Euro-zone economy: New German government needed to spend and lift the euro


  • Germany is on the verge of a recession and may take the whole euro-zone with it.
  • Monetary stimulus by Draghi and later Lagarde may be insufficient. 
  • A change of guard in Berlin may be needed for a significant difference.
  • The euro may continue suffering until then.

The locomotive of Europe is at a standstill – if not derailing. We already know that the German economy stagnated in the year ending in June and contracted in the second quarter. More recent economic data has been unpromising.

Purchasing Managers' Indexes (PMIs) have come out above expectations – but continue pointing to an outright recession in the manufacturing sector – and some of the components hit new multi-year lows. The German IFO Business Climate already fell below projections.

The European Central Bank is about to introduce new stimulus, but its effects will likely be limited. Lowering rates to deeper negative territory will unlikely be of any help. It has failed to stimulate the Japanese economy and has only hurt banks – that is why a tiering system is on the cards.

Monetary stimulus is insufficient amid trade wars

Draghi's more powerful parting tool would be unleashing a new round of Quantitative Easing – by not only renewing the program – but also by loosening the capital key rules. It would weaken the euro, push imported inflation higher, and make European exports more competitive. In the best-case scenario, lowering borrowing costs would encourage some governments to spend more and to challenge Brussels.
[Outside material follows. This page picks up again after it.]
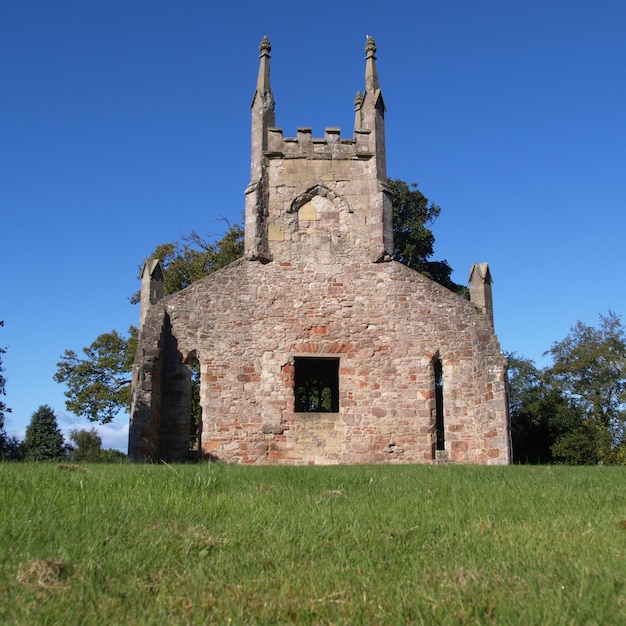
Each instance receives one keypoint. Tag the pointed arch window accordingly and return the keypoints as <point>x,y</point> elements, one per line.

As Draghi has already learned and Fed Chair Jerome Powell is also learning, ll this may be insufficient as US-Sino trade wars rage and cloud storms are gathering. 
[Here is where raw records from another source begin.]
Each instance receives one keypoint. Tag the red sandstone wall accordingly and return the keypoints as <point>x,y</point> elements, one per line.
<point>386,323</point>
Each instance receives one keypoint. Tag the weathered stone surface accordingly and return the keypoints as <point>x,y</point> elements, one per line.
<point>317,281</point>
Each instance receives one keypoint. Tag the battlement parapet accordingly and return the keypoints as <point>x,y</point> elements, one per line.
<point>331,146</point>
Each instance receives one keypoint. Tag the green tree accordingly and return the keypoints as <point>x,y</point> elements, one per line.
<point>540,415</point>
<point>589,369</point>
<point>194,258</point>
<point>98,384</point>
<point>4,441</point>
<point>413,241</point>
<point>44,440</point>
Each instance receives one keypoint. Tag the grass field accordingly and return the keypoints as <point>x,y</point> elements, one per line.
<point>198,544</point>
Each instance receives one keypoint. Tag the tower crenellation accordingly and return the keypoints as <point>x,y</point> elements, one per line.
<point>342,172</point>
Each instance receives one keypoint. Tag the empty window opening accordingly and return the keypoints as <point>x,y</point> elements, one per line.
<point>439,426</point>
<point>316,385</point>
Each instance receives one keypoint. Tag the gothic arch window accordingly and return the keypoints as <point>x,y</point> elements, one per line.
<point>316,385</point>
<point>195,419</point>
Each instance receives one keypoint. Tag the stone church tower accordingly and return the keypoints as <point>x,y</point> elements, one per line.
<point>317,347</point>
Austerity has been led by the German example, and unleashing of fiscal stimulus can only be conducted by Berlin as well. The old German model of exports has peaked out – as Chinese imports of German goods are slowing and weighing heavily on the economy. Germany is indirectly suffering from Trump's tariffs – without being hit by a single American levy on automobiles.

For a considerable change to occur, the euro zone's largest economy would need to take advantage of its ridiculously low borrowing costs and open its purse strings. That would an uphill task for a country that is used to saving money and where the word "schuld" means both debt and guilt. Moreover, parliament would need to change the constitutional debt brake.
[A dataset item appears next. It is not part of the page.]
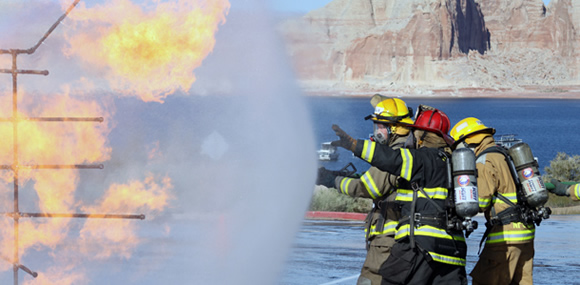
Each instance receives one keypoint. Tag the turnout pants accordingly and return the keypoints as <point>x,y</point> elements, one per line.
<point>415,267</point>
<point>379,251</point>
<point>504,264</point>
Both Chancellor Angela Merkel and Finance Minister Olaf Scholz have taken baby steps towards fiscal stimulus – but these seem limited and may be too little, too late. Annegret Kramp-Karenbauer (AKK), the new leader of Merkel's CDU party, has vowed to continue the "schwarze null" policy of maintaining a small surplus. Jens Weidmann, President of the German Bundesbank, has pushed back against "action for the sake of action." While he referred to monetary stimulus, his words reflect the mainstream thinking in Berlin.

Winds of change need to come from Berlin

Draghi has repeatedly called governments to do more, but his words have fallen on deaf ears. Perhaps Christine Lagarde – who succeeds him in November – may use her political skills and ignite a change of heart by the German government.

Yet the change needs to come from within.

Merkel – which has flip-flopped on several issues in the past – may follow her baby steps with a bold change. However, the ever-cautious veteran leader seems reluctant to move. However, it may take more than a change in Frankfurt but also a change in Berlin – a new government – to undertake such a change.

AKK may abandon her current rhetoric if she inherits the chancellory from Merkel and has fresh political capital to spend. A new leader for the beaten center-left SPD may wish to differentiate the party from the CDU and alter the thinking in Berlin. The Green Party – which polled very well in the European elections – may convince Germans to spend money on the climate emergency. Or perhaps a government influenced by the extreme-right AfD may adopt populist policies.

If and when any of these scenarios happen and Germany begins spending, the common currency may begin rising again.

Currently, the elites are stuck in the old export model and the obsession for government surpluses. However, that may change sooner rather than later as economic reality has already begun biting.